…PIEUSEMENT…
Étape 55 / Samedi 20 juin / D’Azofra à Santo Domingo de la Calzada / 15 km
Dans beaucoup d’églises espagnoles, les représentations de la douleur du Christ ou de sa mère frappent par leur réalisme. En fait la magnification de la douleur, telle qu’elle est représentée vous donne presque un haut le cœur. Ainsi, au moyen-âge, on n’avait pas besoin d’aller voir un film d’épouvante pour se donner la chair de poule, on allait à l’église locale voir Jésus souffrant de sa couronne d’épines et des marques laissées sur son corps par les coups de fouets romains. Ou bien on regardait Marie sa mère transpercée des poignards de la douleur. Quelle piété morbide !
Cette magnification pieuse de la douleur, propre au caractère espagnol, en devenait presque banale dans ce pays où régna si fort l’inquisition ! Cette juridiction fut instituée à l’origine au concile de Vérone (1184) pour que les évêques dépendant de Rome maintiennent l’orthodoxie « catholique » dans les royaumes. Les rois et les reines « très catholiques » d’Espagne (c’était le qualificatif qu’ils voulaient qu’on utilise à leur égard) usèrent et abusèrent de façon progressive de cette juridiction pour traquer juifs, musulmans et tous ceux sur lesquels ils avaient raison de croire dangereux pour leur autorité.

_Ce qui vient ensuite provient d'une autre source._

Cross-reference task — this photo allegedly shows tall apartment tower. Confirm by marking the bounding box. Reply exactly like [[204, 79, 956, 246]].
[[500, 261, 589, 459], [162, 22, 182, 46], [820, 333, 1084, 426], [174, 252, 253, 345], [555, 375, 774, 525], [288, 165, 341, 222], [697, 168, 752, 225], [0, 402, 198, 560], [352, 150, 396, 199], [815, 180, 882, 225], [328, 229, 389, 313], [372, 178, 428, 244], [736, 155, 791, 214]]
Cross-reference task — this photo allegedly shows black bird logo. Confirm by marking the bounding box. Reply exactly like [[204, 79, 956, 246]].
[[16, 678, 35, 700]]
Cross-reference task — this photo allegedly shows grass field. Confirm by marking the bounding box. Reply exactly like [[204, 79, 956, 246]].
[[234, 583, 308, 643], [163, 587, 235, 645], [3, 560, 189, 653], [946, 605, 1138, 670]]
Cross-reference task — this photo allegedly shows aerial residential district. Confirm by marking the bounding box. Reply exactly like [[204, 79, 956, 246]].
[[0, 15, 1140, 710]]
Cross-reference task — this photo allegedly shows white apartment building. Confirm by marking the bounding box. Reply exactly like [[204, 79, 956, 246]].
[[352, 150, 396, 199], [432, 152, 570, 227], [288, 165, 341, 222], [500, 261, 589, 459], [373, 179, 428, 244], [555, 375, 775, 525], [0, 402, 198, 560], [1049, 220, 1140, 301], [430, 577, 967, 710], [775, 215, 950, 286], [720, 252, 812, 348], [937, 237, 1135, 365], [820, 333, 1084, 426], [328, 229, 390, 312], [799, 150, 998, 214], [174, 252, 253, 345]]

Le dernier condamné pour hérésie fut un instituteur, accusé d’être déiste. Il fut pendu à Valence en 1826. Mon ancêtre Joseph de Maistre, dans ses Lettres à un gentilhomme russe sur l’inquisition espagnole (écrites en Russie en 1815) insistait sur le fait que les condamnations dépendaient plus d’hommes au service du pouvoir souverain que d’hommes au service du pape, mais il n’empêche que nul autre que des ecclésiastiques décidaient si oui ou non une personne était « hérétique ». Beaucoup d’innocents poussés à des aveux arrachés, qu’ils soient fondés ou non, par la torture qu’on leur infligeait, montaient au bûcher après le terrible supplice de la « question » … Et ceci, pas seulement en Espagne, d’ailleurs, souvenons nous des supplices infligés aux Vaudois (Valdesi), aux Cathares, aux Huguenots et bien d’autres encore en Europe !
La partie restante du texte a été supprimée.